Ojalá este ejercicio haya sido, al menos en un par de ocasiones, también enriquecedor para el lector inquieto y generoso. Ha habido en estas líneas aciertos y descaches. Pero sobre todo, una oportunidad compartida para no dejar la mente en paz, para mantenerse alerta, poner a prueba la intuición y el discernimiento, entrenar la inteligencia y darse un tiempo para digerir un poco la abrumadora confusión de un mundo que, como dijo Hamlet, parece estar fuera de quicio.
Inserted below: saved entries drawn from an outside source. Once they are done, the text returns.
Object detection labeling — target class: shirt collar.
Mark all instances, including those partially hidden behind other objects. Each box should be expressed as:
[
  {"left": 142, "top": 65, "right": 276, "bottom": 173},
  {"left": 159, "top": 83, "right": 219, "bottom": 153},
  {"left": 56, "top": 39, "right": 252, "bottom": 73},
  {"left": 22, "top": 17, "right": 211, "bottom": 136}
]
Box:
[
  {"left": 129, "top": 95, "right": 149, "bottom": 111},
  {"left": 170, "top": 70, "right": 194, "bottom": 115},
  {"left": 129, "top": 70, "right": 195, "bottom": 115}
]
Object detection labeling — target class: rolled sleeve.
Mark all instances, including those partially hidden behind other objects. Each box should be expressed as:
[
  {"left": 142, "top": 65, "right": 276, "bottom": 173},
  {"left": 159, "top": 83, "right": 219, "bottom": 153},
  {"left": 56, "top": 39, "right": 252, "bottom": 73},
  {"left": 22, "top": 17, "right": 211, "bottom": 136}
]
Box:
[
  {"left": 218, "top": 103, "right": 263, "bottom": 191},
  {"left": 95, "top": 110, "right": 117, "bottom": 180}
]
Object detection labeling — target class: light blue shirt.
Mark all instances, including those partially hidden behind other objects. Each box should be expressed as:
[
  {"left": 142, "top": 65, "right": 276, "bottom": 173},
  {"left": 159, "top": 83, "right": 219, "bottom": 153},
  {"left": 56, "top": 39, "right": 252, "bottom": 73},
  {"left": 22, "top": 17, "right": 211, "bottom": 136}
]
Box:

Si cumple a Dios y al destino -y al director de El Nuevo Siglo-, vendrá quizá otra década para seguir dando cuenta de los asuntos del mundo y del lugar que en ellos está Colombia llamada a ocupar (y que acaso por distracción, por tara o negligencia, no ha ocupado hasta ahora).
No faltará trabajo. Este siglo no da tregua: ¿Cuánto aguantarán los Estados Unidos la irredimible incompetencia de Trump? ¿Por qué senda habrá de transitar Europa? ¿Qué nuevos Estados surgirán de la implosión de unos y el divorcio de otros? ¿Hasta dónde tendrá el mundo paciencia con Pyongyang? ¿Cuánto más seguirá Venezuela a la deriva? ¿Dónde desembocarán las tensiones en el Mar de China? ¿Qué efectos geopolíticos tendrá el cambio climático? En fin…¿Cómo rimará la próxima década con los últimos diez años?